Neutron reflectivity profile

[khuston]

Neutron reflectivity profile

I would like to add an analysis that computes neutron reflectivity profiles from simulations of surfaces and interfaces.

However, the isotope of each atom (or isotopic composition of each united-atom) could not be learned from the topology file. If we knew the topology were all-atom, we could make a good guess at the element of each atom, and then assume natural isotopic composition. Even then though, the user would need to specify deuteration.

So here's what I'm thinking:

• a function analysis.reflectivity.guess_isotopes(u) that takes a universe, gives it an isotope topologyattr, and populates it with best guesses. Perhaps it can take an all_atom kwarg from the user that confirms there aren't any combined atoms.
• the analysis class analysis.reflectivity.ReflectivityProfile(q) that is initialized with a 1D array of momentum transfer q (probably there should be a default value for this)

analysis.reflectivity.guess_isotopes(u)
u.select_atoms(deuterated_united_carbons).isotope = 'CD2'
u.select_atoms(more_deuterated_united_carbons).isotope = 'CD'
u.select_atoms(hydrogen_that_should_be_deuterium).isotope = 'D'
q = np.arange(0.0001, 0.1, 0.0001)
refl = analysis.reflectivity.ReflectivityProfile(q)
refl.run(u)
# result is stored in refl.timeseries

I have pieces I can put together to do the actual processing, but smartly guessing the element(s)/isotope(s) could be annoying. The path of least resistance is to just use the existing element guesser and warn the user that united-atoms will be misidentified as a single nucleus, and that the isotopes should be verified anyway.

Any thoughts? Does this fit with the bauhaus style?

P.S. Edit: The calculation would be performed with the Abeles matrix method.

[richardjgowers]

So does neutron reflectivity change over time, or is it static for a given atom? Bauhaus is mainly about managing how multiframe analysis works, so would only really apply to changing values over time (a trajectory of reflectivities).

Otherwise, adding extra attributes isn't a problem now, so yes functions that looks at a Universe and adds new atom properties based on guesses/heuristics/calculations would be a nice addition.

[khuston]

Ah ok, I illiterately used the timeseries variable above to store the output, but the output is static.
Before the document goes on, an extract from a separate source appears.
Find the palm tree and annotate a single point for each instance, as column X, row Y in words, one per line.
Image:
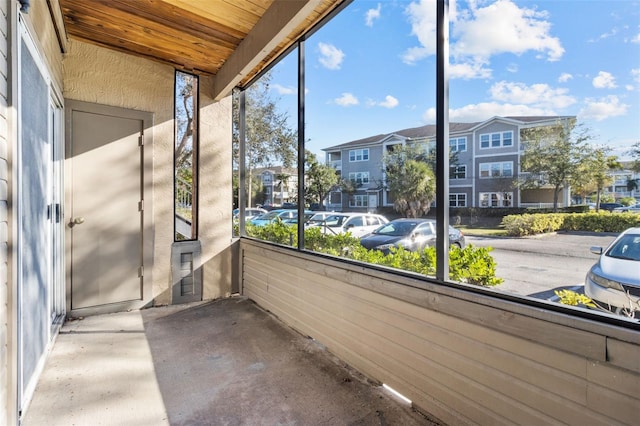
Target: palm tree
column 282, row 182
I should just describe the calculation:

1. Group atoms of universe by isotope.
2. Bin each isotope into number density profiles.
3. Multiply each isotope's number density profile by the isotope's neutron scattering length.
4. Sum these together to obtain the scattering length density (SLD) profile.
5. Compute reflectivity from the SLD profile using the Abeles matrix method.

The analysis should also have start, stop, step, and bins/binsize keywords like LinearDensity.

My only other thought about analysis.reflectivity.guess_isotopes now is that its behavior is different from the similarly-named topology.core.guess_atom_* functions (taking an atomname and returning a mass/element/charge), but I won't worry about that unless there's an objection.

[richardjgowers]

Aha, so as the trajectory moves & density changes the reflectivities will change? This might be cool as an Auxiliary, which @fiona-naughton has been working on recently in #868. This would add the calculation as a an automatic step each time the trajectory moves to a different frame.